John Elroy Sanford was born on December 9, 1922 in St. Louis, and with his ruddy complexion, soon got the nickname of “Redd.” He got the name “Foxx” from Jimmie Foxx, a major league baseball player.
He moved to Chicago at 13, and played washboard in a band to support himself. Next he moved to New York City and became a comedian in black nightclubs and theaters. In the early 1950s, he performed with Slappy White, who later acted with him on "Sanford and Son" and "The Redd Foxx Comedy Hour." He produced over 50 comedy albums in his lifetime.
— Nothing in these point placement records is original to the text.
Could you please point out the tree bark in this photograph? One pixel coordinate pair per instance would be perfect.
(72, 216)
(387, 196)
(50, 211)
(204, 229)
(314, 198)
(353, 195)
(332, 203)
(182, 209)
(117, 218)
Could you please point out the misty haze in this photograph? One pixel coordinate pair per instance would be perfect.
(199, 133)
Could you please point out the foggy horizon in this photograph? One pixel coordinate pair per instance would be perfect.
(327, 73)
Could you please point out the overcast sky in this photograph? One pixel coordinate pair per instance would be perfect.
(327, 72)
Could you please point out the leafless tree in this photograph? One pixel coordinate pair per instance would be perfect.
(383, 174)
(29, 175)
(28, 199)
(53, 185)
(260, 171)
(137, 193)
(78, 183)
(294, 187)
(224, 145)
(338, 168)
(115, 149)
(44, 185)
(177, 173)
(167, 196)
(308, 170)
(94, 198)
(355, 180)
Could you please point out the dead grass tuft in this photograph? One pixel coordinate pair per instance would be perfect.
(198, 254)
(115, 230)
In 1972, Norman Lear created a new sit-com called, "Sanford and Son," which co-starred Demond Wilson and La Wanda Page. The show was a huge success, ranking in the top ten almost every week it was on the air.
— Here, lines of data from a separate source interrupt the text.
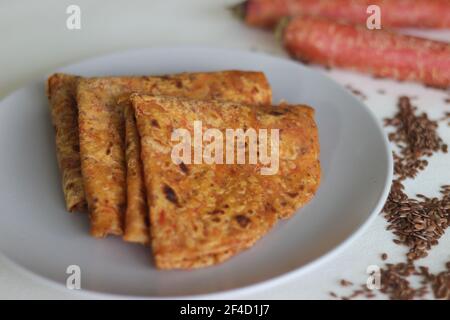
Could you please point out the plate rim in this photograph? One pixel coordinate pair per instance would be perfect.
(246, 289)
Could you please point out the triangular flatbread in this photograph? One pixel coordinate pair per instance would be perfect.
(61, 91)
(102, 135)
(202, 214)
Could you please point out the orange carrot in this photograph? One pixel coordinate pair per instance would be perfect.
(394, 13)
(378, 52)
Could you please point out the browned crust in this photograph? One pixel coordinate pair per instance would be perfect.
(61, 90)
(206, 213)
(102, 130)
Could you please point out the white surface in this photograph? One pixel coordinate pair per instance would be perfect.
(35, 41)
(356, 167)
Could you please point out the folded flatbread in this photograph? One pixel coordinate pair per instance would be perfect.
(253, 90)
(102, 133)
(202, 214)
(61, 91)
He left the sitcom in 1977 to work for ABC. He launched his own show, "The Redd Foxx Comedy Hour,” which had a very short life. Next, it was on to Las Vegas, where he was very successful. He had another sitcom for ABC called "The Redd Foxx Show.” On it, he played a likable newsstand owner, but that show did not do well, either.
Redd gained a lot of notice because of his comedy album, “Laff of the Party.” It was produced in 1955 and sold over 15 million copies. Redd is very well known because of his comedy album and his portrayal of a junkman in “Sanford and Son." He pulled from his older days of performing in rowdy nightclubs to portray Fred Sanford.
He often pretended to suffer a heart attack, which was a bit of real life foreshadowing. Cocaine use probably contributed to his heart attack. He made no secret of it, wearing a gold coke spoon around his neck and doing drugs on the set of “Sanford and Son.”
It is said that he helped pave the way for black performers in comedy and acting. He was one of the “blue” comedians of his era. Their jokes were dirtier than was acceptable for white audiences; in fact, many record stores that sold mostly to white people wouldn’t sell his comedy records.
He was known for being frank on stage, and joked about everything from sex to color barriers, and brought controversial issues out into the open. His style not only caused a lot of trouble with censors, but enabled other comedians to take the baton and continue breaking new ground in entertainment.